Nota-se que Magali agiu heroicamente ao visitar o Gigante. E esse teve atitude egoísta ao ver sua amiga ir embora. A partir desse momento, o Gigante se torna amigo da família, pois ele provocou a chuva para as pessoas na terra.
No final da narrativa, foi expressa a moral do texto, quando do encontro dos familiares:
"É! Finalmente, saímos da pindaíba!
E quem diria, tudo graças a um pé de feijão!"
Fica, assim, explícito que o pé de feijão foi o responsável pela felicidade da família.
A palavra FIM apresentada no final da fala de Magali é um despiste: em seguida ela se empolga e inicia outra história, agora de "uma linda menina que tinha a difícil missão de levar doces para a vovozinha". Sugere uma lembrança de outro conto também tradicional.
Ao final da leitura, observam-se outros detalhes, ou melhor oposição, entre essa narrativa e a tradicional. Em "João e o pé de feijão", o menino não tinha pai, sua mãe era viúva. Castigado com a troca da vaca com feijões, perceberá que não deve acreditar em história estúpida. O Gigante tinha uma mulher, sua esposa, que cozinhava para ele e, inclusive, queria comer meninos, tendo morrido ao cair no mar.
Em "Magali e o pé de feijão", a menina tem uma família composta por Pai e Mãe. Possuía um senso criativo. Diante do problema da fome, ela levou a vaca para vender leite na cidade, sem a mediação do adulto. Esperta, não trocou a vaca por feijão e sim comprou fiado. Tinha desejo muito grande de comer, agindo, inclusive, com certo individualismo na maior parte da história, pois conseguia dinheiro e comprava comida só para ela. O Gigante era solitário, ficando feliz ao ver Magali compartilhar momentos agradáveis com ele. Por outro lado, agia de forma egoísta ao ver a personagem deixá-lo. Seguia as receitas da mãe e, inclusive, ao fim da história, juntando-se à família pobre.
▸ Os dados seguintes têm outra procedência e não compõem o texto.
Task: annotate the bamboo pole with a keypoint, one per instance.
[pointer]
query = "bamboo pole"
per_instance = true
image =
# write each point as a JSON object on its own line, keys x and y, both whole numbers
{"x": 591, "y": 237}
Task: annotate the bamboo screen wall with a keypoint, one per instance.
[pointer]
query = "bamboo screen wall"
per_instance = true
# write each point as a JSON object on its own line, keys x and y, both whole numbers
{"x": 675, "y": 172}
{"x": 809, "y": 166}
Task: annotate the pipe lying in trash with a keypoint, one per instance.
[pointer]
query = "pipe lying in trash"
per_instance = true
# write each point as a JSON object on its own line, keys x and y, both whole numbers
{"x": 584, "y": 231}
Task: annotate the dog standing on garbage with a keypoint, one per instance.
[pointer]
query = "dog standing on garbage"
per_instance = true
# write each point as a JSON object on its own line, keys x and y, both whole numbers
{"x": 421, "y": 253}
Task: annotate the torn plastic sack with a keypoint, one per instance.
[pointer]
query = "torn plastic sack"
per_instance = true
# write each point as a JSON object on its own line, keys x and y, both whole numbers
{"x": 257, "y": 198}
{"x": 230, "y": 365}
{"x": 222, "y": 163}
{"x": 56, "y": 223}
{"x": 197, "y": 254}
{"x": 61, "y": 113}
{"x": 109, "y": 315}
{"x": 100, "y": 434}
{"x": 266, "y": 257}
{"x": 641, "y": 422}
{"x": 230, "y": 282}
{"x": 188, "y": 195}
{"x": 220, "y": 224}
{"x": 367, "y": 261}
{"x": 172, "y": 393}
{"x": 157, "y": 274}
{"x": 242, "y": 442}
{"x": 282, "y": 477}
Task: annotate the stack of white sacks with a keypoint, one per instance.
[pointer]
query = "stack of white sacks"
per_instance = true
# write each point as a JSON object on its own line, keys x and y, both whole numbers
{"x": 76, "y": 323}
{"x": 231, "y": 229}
São, como se vê, duas posturas diferentes diante da vida, tendo os fatos e os sentimentos dos personagens influenciado na alteração da moral da história.
A atual versão tendenciona para levar o leitor (criança) a descobrir a solução para os problemas, através do que a história tem a ensinar.
REFERÊNCIAS
CALVI, Gian. João e o pé de feijão. 4 ed. São Paulo: Autores & Agentes & Associados.
CUNHA, Maria Antonieta A. Literatura infantil: teoria e prática. São Paulo: ÁTica, 1991.
SOUSA, Maurício. Magali e o pé de feijão. São Paulo: 2000.
PERES, Ana Maria Clark. Repensando os contos de fadas. In: Ensaios de semiótica. Cadernos de Lingüística e teoria da literatura. Belo Horizonte: FALE/UFMG, 1978/88.